Once validated, the new “block” is added to the blockchain. As soon as the nodes have approved the new Block, the Blockchain or ledger is updated with it, and it can no longer be changed or removed. It is therefore considered to be impossible to forge it. You can only add new entries to it and the registry is updated on all computers on the network at the same time.
The blocks are also signed with a digital signature using a private key. Every user on a blockchain network has a set of two keys: Firstly, A private key, which is used to create a digital signature for a block, And secondly, A Public key, which is known to everyone on the network. A public key has two uses. On the one hand, it serves as an address on the blockchain network. On another hand, it is used to verify a digital signature and validate the identity of the sender.
A user’s public and private keys are kept in a digital wallet or e-wallet. Such wallets can be stored or saved online and offline.

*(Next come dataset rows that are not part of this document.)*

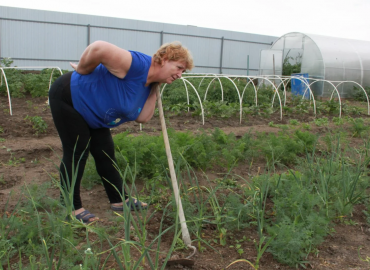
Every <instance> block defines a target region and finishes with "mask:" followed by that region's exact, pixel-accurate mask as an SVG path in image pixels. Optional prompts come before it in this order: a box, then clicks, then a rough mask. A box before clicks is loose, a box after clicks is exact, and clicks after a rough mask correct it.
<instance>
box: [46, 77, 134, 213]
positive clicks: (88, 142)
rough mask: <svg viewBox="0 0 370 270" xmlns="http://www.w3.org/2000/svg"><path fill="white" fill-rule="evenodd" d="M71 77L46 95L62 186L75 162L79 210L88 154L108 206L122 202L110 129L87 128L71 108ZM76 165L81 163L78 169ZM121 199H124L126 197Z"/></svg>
mask: <svg viewBox="0 0 370 270" xmlns="http://www.w3.org/2000/svg"><path fill="white" fill-rule="evenodd" d="M71 75H72V72H69V73H66V74H64V75H62V76H61V77H59V78H58V79H57V80H56V81H55V82H54V84H53V85H52V86H51V88H50V92H49V99H50V109H51V114H52V116H53V120H54V124H55V127H56V128H57V131H58V133H59V137H60V139H61V141H62V147H63V159H62V162H61V164H60V179H61V184H62V186H63V181H64V180H65V179H68V180H70V179H72V162H73V158H74V164H75V165H74V172H75V173H77V178H76V184H75V187H74V196H73V205H74V208H75V209H76V210H77V209H80V208H82V202H81V197H80V184H81V179H82V175H83V172H84V169H85V165H86V160H87V158H88V156H89V152H91V154H92V156H93V157H94V160H95V164H96V170H97V172H98V174H99V175H100V177H101V178H102V181H103V184H104V187H105V191H106V192H107V195H108V198H109V201H110V203H119V202H122V198H121V195H120V194H121V192H122V178H121V177H120V174H119V172H118V171H117V170H116V168H115V167H114V165H113V164H114V163H116V159H115V156H114V143H113V139H112V135H111V133H110V130H109V128H100V129H92V128H90V127H89V126H88V125H87V123H86V121H85V120H84V118H83V117H82V116H81V115H80V114H79V113H78V112H77V111H76V110H75V109H74V108H73V103H72V98H71V90H70V81H71ZM73 154H74V155H73ZM78 161H80V163H79V166H78V168H77V163H78ZM66 172H67V174H66ZM105 179H106V180H108V181H109V183H108V182H107V181H105ZM112 185H114V186H115V187H116V188H117V189H118V190H119V192H117V190H116V189H115V188H114V187H113V186H112ZM124 197H125V199H126V198H127V195H126V194H125V193H124Z"/></svg>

Online storage is often referred to as hot storage and offline storage is commonly referred to as cold storage.
In conclusion, the advent of blockchain technology has not only revolutionized the financial industry but has also paved the way for innovative solutions in various sectors such as logistics, data storage, and digital rights management, among others. The security it provides through decentralization and encryption, as well as its potential for facilitating trustless interactions, underscores its transformative potential. However, as we delve deeper into the world of permissioned and permissionless blockchains, we must recognize the challenges it poses, especially in terms of audit implications.
Nonetheless, with its wide array of applications and inherent robustness, the Blockchain represents a key technological advancement in our digital era, affirming its role as a silent revolution of the last decade. As we look ahead, the continued exploration and refinement of blockchain systems promise a future of more secure, efficient, and transparent digital transactions and interactions.